Jack looked awkwardly out of the window through the dangling wisteria, but said nothing.

‘He was your friend too, you know,' Catriona said quietly. ‘Once.'

Jack turned and looked Catriona in the eye. Something about his expression made her fearful, and when he spoke his voice was a monotone, as cold and unyielding as the grave.

‘You can never go back,' he said. ‘Never. Not if you want to survive.'

Later that night, after Jack drove back to London, Catriona thought about his words.
Was it true? Could you really never go back?
If so, then there could be no hope for her and Ivan. It was only when Jack said it that she realized a part of her
had
still been hoping, fantasizing, imagining how life might be if Ivan finally tired of Kendall and came home. Especially if Jester really did go under, and Ivan's career hit the skids, she'd pictured herself as his safe haven, the one who took care of him, who put it all right.

‘Do you still love Ivan?' she asked herself out loud. But she had no answer. Only Jack Messenger's brutal words in her head.

You can never go back.

CHAPTER SEVENTEEN

Kendall sat at a quiet corner table of Harrods' Ladurée tea rooms, poring over the same
Daily Mail
picture she'd been mentally dissecting for the past twenty minutes.

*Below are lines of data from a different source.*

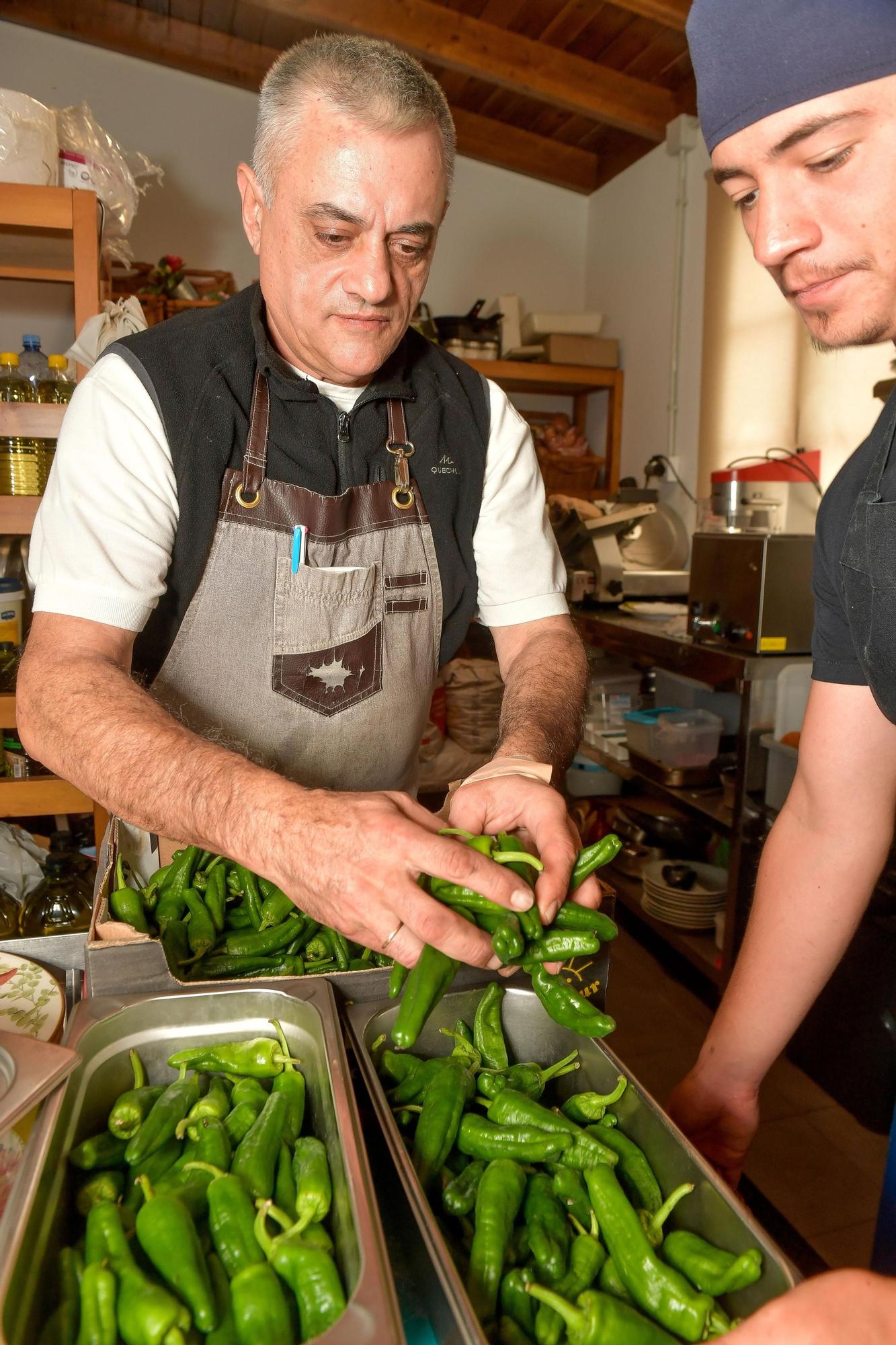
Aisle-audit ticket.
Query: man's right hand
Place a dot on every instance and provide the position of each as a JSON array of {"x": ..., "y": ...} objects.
[
  {"x": 354, "y": 863},
  {"x": 720, "y": 1120}
]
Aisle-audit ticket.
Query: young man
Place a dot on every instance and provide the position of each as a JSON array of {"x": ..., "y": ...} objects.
[{"x": 798, "y": 108}]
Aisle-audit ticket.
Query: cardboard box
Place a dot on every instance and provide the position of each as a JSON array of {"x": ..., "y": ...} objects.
[
  {"x": 534, "y": 326},
  {"x": 598, "y": 352}
]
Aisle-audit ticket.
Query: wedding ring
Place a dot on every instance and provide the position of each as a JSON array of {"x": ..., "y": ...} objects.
[{"x": 389, "y": 938}]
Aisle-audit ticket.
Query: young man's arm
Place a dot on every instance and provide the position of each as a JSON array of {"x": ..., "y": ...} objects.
[{"x": 818, "y": 870}]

‘May I bring you some more tea, madam?' The poncey waiter with the non-specific Euro accent who'd been hovering around her table like a fly on a turd since she first sat down, was back.

‘No,' snapped Kendall. ‘I'll ask if I want anything. Actually,' she changed her mind, ‘I could go for another pistachio macaroon. One of the big ones.'

It was turning out to be a two-macaroon sort of day. Unfairly, really, because this was the week when Kendall should have been celebrating, dancing on air after a flurry of career triumphs. The French trip with Ivan had been a roaring success, vastly raising and enhancing her profile in Europe's second-largest music market. Meanwhile, two days after her return to London, she'd learned that ‘Liar, Liar' was now the most downloaded song in the UK. As if that weren't wonderful enough, on Monday Clairol had called Ivan and offered her a highly lucrative endorsement deal to front their new shampoo line, Temptress. After so long in the wilderness and living on tenterhooks after her last, bombed, album, Kendall was finally firmly back on the up. This was the time to exhale, to enjoy. But of course it had all been ruined.